Film Değerlendirme Yazısı: Kevin Hakkında Konuşmalıyız
Yazar Dilara Devecioğlu • Psikolog • 7 Haziran 2022 • Yorumlar:
Film, genel bakışta bir aile hikâyesi fakat odak noktasında bir anne ve oğlunun acıklı birlikteliğini işliyor. Eva (anne) için zorlu bir hamilelik süreci ve beraberinde hiç de kolay büyümeyen bir çocuğun sorumluluğu, hayat boyu sırtlanmak zorunda olduğu bir yük haline gelmiştir.
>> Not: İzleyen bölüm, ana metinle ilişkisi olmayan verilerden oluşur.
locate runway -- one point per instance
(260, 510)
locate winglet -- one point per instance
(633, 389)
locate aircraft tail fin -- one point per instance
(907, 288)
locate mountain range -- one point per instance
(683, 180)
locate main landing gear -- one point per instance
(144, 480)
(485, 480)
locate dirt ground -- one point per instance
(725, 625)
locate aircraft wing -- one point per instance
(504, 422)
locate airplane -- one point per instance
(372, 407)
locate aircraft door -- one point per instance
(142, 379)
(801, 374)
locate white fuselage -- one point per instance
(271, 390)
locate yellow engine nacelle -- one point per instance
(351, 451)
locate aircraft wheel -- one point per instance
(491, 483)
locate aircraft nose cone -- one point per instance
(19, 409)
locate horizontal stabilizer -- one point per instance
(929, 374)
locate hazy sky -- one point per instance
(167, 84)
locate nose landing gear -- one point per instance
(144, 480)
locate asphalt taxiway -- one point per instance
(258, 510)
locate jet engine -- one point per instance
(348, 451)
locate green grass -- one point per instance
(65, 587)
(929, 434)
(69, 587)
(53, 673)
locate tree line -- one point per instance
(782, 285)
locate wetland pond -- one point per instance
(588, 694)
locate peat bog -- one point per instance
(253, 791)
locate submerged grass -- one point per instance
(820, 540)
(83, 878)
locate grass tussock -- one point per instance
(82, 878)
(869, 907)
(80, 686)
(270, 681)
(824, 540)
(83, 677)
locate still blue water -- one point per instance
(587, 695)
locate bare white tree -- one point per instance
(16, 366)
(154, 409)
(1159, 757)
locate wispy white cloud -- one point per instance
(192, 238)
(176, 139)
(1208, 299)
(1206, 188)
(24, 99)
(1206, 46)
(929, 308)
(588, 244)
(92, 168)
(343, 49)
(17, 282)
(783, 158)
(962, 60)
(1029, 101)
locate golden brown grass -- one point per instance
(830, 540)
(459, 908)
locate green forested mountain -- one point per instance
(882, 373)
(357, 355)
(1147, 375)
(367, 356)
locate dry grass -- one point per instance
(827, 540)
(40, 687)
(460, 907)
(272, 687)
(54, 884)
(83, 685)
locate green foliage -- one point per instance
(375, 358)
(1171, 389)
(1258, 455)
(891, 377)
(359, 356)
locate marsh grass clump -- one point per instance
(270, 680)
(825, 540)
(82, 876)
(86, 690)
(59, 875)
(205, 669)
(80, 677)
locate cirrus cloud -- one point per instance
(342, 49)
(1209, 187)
Doğumdan önceki Eva, özgür ruhlu, başarı ve kariyer odaklı, güçlü bir kadın imajı çizmektedir. Doğurmaya karar verip de tüm düzeni değişince olanlar olur.
Kevin (erkek çocuk), küçük yaştan itibaren güçlükle büyütülen, annesi için anlaşılması zor tavırlar sergileyen, huysuz ve uyumsuz bir çocuk olmuştur. Anneyle iletişiminde künt ve soğuk bir hal içerisinde, iletişime kapalı, komutları dikkate almaz ve şaşırtıcıdır, hiçbir patoloji içermeksizin bu davranışları devam ettirir. Filmin gidişatında bu yanılsamanın sebepleri bir bir açığa çıkmaktadır. Kevin’in babasıyla gayet sağlıklı bir iletişim kuruyor olması, belki de anneyle yaşadıkları gerilimin dozunu biraz olsun yavaşlatmıştır diyebiliriz. Elbette, yaşananların tek sorumlusu Kevin’mış gibi aktarmak doğru olmaz. Yönetmen, bu tip anları yakalamak için fırsatlar sunuyor. Eva’nın çok bunaldığı sırada çocuğuna, ‘’Küçük Kevin doğmadan önce annesi mutluydu.’’ diyerek karşılık vermesini hayretle izledim. Henüz algısının tam yerleşmediğini düşünerek belki, böylesi talihsiz bir yorum, kim bilir Kevin için ne kadar yaralayıcı olmuştur. Dışarıdan bakan bir göz olarak, bu cümlenin hayat boyu Kevin’in zihninde dönüp durduğunu düşündüm. Gecikmiş ve sorunlu tuvalet eğitimi süreci, her ikisi için de yıpratıcı görünüyordu. Kevin’in anneden aldığı ilk fiziksel darbe, film akışında ilerleyen zamanlarda gösterildiği şekliyle yıllar sonra bile unutmadığı, bu aşamada gelmiştir. Psikopatolojik açıdan düşündüğümüzde, psikoseksüel dönemlerdeki takılma, ilerleyen yaşlarda çok çeşitli problemlere kaynaklık edebilir. Anne-babanın baskıcı ve denetleyiciliği aşırıya kaçırması, çocuğun bu dönemde ciddi sorun yaşamasına sebep olabilir. İşte bu gibi sebeplerle, film sonunda beliren ‘’canavar’’ın, öyküyü tek başına yazmadığı anlaşılmaktadır. Anne ve babanın çocuğun fiziksel ve ruhsal gelişiminde, kişilik ve karakter yapısının şekillenmesinde ne denli önemli rol oynadığı aşikârdır.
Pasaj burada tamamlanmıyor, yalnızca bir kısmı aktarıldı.